Under The Rainbow: A Mother’s Experiences Of The Promises Of God, by Catherine Campbell
As the second book I have read from Northern Irish minister’s wife Catherine Campbell , and the second one involving rainbows, it should be clear that for Mrs. Campbell, rainbows are a personal sign of God’s grace that she has taken to heart. Unlike the previous book I read of hers, this book is not a devotional but rather the memoir of her experiences as the mother to two sweet but highly disabled girls (named Cheryl and Joy) who were not long for this world but whose patience in the midst of immense and crippling and ultimately fatal difficulties proved to be an inspiration for many. From its beginning poem to its closing epilogue, this book is a heart-tugging account of a mother’s love and a struggle to have faith in God despite immense challenges.
In this book one seeks a wide variety of ways that human beings cope with immense grief, including having a supportive family and group of friends, as well as as a larger social network of supporters. Likewise, the author remains sensitive to cues from songs and conversations, which show a great up and down feeling, showing the author to essentially be an emotional person. Some of the things that the author draws comfort in (including a specific interpretation of a verse in 2 Samuel that I would strongly disagree with) would not mean the same to me, but her drawing comfort from the Bible in general (including Psalm 139 ) and from music is something I can definitely relate to personally.

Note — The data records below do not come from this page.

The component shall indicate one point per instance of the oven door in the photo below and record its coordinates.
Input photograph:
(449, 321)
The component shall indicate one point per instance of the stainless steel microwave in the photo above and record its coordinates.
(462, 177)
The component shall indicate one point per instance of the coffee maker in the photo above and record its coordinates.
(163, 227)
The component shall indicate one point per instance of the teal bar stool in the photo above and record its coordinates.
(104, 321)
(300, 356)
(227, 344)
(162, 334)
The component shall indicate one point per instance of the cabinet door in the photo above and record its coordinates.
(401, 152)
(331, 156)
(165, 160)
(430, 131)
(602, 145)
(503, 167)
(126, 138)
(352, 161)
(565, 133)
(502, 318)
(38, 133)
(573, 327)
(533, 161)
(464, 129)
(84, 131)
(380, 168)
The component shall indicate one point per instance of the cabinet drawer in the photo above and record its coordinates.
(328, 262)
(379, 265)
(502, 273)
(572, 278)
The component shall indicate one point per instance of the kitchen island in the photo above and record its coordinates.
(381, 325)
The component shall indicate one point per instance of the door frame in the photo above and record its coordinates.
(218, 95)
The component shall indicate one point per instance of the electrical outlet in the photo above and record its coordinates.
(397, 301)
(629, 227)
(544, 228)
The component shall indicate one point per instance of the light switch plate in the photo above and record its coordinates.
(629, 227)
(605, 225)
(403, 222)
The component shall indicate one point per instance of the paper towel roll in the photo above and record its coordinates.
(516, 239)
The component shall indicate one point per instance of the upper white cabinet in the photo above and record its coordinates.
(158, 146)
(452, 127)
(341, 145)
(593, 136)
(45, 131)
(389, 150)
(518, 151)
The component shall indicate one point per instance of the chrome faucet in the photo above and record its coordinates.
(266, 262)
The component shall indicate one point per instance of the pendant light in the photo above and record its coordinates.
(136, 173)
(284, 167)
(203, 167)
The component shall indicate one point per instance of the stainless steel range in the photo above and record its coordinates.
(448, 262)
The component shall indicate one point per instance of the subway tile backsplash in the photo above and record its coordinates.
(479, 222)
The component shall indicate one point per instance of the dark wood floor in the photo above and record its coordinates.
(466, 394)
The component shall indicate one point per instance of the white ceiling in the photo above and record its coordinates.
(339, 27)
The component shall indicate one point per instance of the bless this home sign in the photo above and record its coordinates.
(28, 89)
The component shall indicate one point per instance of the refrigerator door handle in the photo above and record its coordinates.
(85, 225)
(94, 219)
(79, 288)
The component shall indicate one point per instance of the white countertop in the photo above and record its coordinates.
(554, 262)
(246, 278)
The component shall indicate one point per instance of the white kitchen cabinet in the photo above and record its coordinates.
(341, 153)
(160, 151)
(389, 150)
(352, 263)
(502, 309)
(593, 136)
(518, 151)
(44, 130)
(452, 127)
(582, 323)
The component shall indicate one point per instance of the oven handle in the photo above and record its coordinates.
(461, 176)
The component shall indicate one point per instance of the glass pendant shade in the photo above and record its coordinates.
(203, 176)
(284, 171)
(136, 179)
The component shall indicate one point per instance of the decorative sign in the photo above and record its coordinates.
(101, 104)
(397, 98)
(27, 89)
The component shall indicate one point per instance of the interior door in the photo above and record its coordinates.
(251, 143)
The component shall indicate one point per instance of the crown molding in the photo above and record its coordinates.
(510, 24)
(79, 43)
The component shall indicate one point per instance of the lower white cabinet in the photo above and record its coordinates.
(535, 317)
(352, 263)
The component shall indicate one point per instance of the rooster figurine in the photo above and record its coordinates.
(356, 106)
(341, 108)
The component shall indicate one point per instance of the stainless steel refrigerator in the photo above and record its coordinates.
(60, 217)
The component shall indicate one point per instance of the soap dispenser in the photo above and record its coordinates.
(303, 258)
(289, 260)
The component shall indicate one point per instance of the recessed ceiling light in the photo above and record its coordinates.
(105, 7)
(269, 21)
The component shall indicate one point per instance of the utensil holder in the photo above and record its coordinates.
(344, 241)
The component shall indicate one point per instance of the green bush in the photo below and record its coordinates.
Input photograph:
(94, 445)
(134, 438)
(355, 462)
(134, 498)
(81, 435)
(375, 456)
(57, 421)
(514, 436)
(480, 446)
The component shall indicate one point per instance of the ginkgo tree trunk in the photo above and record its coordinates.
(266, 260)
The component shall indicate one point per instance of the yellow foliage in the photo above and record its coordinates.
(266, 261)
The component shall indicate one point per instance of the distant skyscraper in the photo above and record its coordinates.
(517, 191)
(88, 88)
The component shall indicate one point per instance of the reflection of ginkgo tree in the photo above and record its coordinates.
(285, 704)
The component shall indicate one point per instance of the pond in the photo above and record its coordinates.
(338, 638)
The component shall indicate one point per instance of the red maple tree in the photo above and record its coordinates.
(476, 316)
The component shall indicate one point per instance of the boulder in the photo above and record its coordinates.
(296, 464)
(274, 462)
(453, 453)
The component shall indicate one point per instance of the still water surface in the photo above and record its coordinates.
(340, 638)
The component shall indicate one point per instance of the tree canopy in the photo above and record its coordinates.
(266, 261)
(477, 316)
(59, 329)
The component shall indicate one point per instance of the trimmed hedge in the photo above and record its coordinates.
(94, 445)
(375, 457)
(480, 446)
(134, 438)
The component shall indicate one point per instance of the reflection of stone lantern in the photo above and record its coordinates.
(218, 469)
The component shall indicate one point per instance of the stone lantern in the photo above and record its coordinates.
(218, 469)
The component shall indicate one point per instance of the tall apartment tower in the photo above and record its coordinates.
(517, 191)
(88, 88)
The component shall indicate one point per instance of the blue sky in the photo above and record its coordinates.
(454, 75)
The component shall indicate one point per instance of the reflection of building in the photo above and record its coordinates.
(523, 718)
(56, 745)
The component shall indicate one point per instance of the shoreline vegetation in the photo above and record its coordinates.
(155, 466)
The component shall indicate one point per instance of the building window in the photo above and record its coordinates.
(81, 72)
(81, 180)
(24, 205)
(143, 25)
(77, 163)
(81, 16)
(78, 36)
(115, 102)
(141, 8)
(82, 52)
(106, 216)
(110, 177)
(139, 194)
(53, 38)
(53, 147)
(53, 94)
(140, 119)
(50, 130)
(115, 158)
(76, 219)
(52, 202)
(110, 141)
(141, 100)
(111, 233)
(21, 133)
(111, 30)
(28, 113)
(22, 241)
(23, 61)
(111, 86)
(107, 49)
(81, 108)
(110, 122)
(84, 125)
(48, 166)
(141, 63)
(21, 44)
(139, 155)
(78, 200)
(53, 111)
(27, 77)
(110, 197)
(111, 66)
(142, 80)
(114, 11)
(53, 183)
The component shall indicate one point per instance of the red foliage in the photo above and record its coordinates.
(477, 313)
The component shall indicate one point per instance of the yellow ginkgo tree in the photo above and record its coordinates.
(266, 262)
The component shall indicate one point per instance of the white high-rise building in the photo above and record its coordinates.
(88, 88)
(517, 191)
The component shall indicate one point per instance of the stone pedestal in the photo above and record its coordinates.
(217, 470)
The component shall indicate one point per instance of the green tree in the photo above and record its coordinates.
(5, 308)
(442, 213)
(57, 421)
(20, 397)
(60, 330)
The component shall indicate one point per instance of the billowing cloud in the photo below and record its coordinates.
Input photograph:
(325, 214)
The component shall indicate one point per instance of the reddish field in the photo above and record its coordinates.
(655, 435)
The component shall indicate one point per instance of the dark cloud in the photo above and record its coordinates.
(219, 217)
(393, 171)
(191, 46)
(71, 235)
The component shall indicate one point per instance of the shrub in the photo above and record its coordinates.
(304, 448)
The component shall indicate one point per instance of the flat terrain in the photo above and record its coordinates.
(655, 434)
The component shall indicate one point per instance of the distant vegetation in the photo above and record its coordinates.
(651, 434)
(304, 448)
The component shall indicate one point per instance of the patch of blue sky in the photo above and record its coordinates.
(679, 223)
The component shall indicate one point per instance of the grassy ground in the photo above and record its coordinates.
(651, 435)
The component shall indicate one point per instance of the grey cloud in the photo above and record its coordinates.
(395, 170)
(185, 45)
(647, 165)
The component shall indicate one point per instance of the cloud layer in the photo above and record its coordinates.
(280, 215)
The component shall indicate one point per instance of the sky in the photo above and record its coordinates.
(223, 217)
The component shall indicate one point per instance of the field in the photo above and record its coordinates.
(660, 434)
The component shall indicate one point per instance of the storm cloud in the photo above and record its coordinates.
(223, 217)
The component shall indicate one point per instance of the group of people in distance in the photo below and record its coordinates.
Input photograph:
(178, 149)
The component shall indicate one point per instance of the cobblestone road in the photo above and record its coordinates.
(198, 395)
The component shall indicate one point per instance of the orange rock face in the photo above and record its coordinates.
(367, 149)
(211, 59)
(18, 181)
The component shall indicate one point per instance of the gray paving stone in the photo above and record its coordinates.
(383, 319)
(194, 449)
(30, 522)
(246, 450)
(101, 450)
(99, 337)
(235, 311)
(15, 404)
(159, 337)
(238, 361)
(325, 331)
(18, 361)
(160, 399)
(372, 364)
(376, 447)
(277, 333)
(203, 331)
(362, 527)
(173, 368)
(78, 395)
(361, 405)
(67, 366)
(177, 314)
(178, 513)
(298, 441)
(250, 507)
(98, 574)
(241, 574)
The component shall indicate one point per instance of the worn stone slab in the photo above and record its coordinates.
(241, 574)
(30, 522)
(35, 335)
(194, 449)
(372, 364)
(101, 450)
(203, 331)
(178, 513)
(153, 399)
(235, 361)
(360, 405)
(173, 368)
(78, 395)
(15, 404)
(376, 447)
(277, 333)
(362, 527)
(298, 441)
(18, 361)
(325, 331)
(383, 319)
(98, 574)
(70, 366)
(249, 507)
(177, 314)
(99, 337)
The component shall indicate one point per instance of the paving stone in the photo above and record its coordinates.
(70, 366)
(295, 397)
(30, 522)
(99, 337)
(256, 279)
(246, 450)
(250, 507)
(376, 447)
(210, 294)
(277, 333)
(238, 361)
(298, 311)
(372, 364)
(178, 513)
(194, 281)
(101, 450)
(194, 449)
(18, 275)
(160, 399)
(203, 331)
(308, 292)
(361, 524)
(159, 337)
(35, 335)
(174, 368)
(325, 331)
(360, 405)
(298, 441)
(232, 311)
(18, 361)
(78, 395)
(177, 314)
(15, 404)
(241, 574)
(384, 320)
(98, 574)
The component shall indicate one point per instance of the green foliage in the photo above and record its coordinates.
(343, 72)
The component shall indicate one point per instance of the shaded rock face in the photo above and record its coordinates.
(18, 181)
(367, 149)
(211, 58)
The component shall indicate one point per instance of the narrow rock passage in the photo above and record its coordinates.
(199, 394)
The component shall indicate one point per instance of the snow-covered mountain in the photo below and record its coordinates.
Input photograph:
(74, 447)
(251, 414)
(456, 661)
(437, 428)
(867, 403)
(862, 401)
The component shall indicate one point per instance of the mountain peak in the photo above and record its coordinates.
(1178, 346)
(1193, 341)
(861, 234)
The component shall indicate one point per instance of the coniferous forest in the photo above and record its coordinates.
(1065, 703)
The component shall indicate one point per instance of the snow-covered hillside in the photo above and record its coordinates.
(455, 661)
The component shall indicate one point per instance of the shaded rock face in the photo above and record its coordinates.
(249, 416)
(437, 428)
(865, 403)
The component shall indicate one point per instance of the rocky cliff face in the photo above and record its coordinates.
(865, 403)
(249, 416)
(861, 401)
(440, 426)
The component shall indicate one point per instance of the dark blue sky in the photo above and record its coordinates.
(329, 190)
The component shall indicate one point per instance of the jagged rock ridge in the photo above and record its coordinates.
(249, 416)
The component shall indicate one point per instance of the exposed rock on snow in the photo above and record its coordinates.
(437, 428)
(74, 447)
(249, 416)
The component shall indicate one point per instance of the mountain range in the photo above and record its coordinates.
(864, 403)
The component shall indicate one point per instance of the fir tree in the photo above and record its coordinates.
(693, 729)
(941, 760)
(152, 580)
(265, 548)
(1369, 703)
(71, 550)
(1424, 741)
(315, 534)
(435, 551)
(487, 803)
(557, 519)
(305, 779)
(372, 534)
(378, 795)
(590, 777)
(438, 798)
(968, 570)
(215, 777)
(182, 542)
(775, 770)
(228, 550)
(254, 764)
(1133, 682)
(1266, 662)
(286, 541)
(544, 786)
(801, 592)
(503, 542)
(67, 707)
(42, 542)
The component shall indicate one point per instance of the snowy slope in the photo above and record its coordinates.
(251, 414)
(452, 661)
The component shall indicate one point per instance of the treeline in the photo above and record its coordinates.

One thing that makes this book easy to read from an intellectual standpoint, even if it is a tough book to read emotionally, is that it is written in a very straightforward chronological fashion. In dealing with the griefs of my own life, I would have been more tempted to organize it thematically or turn it into a giant and difficult puzzle for others to work out, but she writes her grief openly and honestly. The book was originally written and published in 1999 with a largely Northern Irish audience, and though I did become an adult in 1999 (I know, it seems so long ago), I do not think I would have related to the novel then as I do now, even though I still have no wee ones of myself. I am simply at a different place in my life now than I was as a teenager, a place in life that certainly leads me to have much more understanding of the grief of loss and the way that our deep struggles build in us a nobility of character than be created no other way.
Although this book is a tear-jerker, it is a worthwhile book that should attract a sympathetic audience especially from parents or those profoundly interested in parenting. It is clearly written from the perspective of the author, but is full of generally sympathetic views and insights about how her own private grief led her into greater compassion on others, and her work to make the world a better place for those who suffered like her sweet and tender-hearted daughters, innocents with whom it is impossible not to sympathize. For essentially being an honest but deeply sympathetic work, this work ought to encourage those who wrestle with ridicule for themselves or loved ones because of being unusual or different, a curse many of us have to deal with.